When raising children, every step forward they take means more work for mother – these days fathers, too. What does that mean and why does that happen? When children start to try to feed themselves, food usually goes everywhere – except into their mouths. They often dump the food on the floor as they try out their new skills. In short, there is almost always a mess to clean up.
In the same way, when they start to dress themselves it can take forever – especially in the morning when everyone is trying to get out. Starting to walk and explore, means having to child-proof the house, putting valued things away and harmful things out of reach. Toilet training, of course, means accidents, clean-up, diaper changes and at times other areas to mop up as well.
Why does all this matter? Because invariably when children take developmental steps it creates more work for parents, we can find ourselves resisting enabling some of these steps as children move forward. Especially these days, with both parents working outside the home, with busy schedules and many responsibilities, even for at-home parents, it becomes easier to do many things for a child than to let or encourage him to do them him or herself.

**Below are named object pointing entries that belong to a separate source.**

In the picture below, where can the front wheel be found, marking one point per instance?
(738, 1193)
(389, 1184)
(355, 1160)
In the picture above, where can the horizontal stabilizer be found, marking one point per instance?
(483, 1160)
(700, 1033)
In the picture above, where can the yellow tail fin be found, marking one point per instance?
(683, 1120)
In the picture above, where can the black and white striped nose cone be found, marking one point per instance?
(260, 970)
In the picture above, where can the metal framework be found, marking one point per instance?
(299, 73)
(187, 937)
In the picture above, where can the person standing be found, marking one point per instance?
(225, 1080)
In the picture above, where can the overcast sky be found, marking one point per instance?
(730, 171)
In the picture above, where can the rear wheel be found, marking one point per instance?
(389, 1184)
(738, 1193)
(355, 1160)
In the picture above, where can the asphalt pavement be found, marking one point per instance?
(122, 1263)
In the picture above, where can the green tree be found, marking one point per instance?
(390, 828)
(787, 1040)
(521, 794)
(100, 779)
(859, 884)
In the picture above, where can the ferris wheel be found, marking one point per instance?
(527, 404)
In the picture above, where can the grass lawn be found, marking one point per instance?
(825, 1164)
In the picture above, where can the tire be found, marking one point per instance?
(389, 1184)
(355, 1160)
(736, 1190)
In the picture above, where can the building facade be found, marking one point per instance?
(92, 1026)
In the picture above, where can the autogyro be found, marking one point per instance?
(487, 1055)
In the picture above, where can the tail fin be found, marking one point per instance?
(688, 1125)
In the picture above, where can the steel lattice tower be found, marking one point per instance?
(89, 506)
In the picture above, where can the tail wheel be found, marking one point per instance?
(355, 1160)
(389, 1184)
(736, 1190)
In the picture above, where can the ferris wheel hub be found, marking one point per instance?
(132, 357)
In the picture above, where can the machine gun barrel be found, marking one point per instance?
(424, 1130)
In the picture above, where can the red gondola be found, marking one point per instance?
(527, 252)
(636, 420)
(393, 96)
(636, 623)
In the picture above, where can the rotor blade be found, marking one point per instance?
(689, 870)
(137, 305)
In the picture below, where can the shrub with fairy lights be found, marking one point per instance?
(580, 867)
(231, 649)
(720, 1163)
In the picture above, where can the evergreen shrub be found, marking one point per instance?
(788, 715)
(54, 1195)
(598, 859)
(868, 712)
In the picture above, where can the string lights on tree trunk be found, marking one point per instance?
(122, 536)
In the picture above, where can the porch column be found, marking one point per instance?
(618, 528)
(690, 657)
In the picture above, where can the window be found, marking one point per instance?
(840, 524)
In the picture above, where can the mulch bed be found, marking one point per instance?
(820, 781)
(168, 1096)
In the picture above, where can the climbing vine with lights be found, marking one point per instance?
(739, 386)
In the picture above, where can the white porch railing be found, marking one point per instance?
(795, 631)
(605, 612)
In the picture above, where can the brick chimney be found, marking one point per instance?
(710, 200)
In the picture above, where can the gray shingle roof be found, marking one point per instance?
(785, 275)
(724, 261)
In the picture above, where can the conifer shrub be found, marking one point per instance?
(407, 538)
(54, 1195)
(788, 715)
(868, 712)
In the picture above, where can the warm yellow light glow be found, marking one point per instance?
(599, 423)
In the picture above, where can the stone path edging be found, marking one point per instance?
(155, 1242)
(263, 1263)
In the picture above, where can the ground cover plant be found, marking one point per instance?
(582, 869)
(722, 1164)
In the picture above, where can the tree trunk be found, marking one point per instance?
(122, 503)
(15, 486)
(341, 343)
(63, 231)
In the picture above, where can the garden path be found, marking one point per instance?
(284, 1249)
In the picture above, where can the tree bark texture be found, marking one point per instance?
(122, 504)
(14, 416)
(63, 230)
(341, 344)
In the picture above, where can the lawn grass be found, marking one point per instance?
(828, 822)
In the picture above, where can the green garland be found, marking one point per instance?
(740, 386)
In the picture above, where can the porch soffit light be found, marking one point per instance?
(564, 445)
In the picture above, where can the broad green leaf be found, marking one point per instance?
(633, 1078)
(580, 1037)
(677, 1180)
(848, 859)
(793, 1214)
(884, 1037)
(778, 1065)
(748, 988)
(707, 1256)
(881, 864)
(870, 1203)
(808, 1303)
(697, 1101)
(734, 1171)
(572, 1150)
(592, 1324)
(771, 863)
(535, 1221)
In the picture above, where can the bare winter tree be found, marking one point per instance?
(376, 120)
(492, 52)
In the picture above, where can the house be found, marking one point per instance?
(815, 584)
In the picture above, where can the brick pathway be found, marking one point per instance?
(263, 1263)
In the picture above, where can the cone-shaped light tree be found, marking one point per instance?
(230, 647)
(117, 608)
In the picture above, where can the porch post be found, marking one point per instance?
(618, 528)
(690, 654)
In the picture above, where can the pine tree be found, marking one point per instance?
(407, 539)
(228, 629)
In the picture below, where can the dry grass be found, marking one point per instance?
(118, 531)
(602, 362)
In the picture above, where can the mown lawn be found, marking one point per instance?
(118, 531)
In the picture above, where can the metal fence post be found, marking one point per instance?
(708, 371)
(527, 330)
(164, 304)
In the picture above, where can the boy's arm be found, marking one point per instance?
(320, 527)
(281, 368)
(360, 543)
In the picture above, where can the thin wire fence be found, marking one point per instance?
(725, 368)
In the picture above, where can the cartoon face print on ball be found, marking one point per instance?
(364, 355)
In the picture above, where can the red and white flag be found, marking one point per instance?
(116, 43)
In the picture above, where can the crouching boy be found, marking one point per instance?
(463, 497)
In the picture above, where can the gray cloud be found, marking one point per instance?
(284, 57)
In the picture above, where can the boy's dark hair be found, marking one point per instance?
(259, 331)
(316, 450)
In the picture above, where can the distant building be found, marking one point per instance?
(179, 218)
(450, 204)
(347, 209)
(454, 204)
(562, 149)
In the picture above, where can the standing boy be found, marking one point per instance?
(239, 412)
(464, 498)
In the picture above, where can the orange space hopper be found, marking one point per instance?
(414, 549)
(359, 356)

We do the feeding and dressing, at times continue with diapers or pull-ups, and perform various other chores children are becoming capable of doing because it seems easier and takes less time. Mothers and fathers complain about children’s behavior in the morning, they resist getting dressed, are easily distracted by play and do not move along unless a parent is right there. It then just seems simpler to dress them yourself.
Of course, what seems simpler can be misleading. All of the steps that children take as they develop entail taking responsibility for themselves. Developing self-help skills means one kind of responsibility, which in itself is a step toward taking responsibility for one’s behavior. Parents become distressed when it seems to them that a child is not taking responsibility for his behavior, without recognizing that this is part of many other steps that may come first.
The mastery of developmental steps takes time, which can seem endless to a parent. Yet once children do learn to dress and feed themselves, to use the toilet and accept bedtime, it seems they have always done those things and it is hard to remember a time when they didn’t. Despite the way it seems, such steps are not firmly entrenched and numerous things in life can cause setbacks.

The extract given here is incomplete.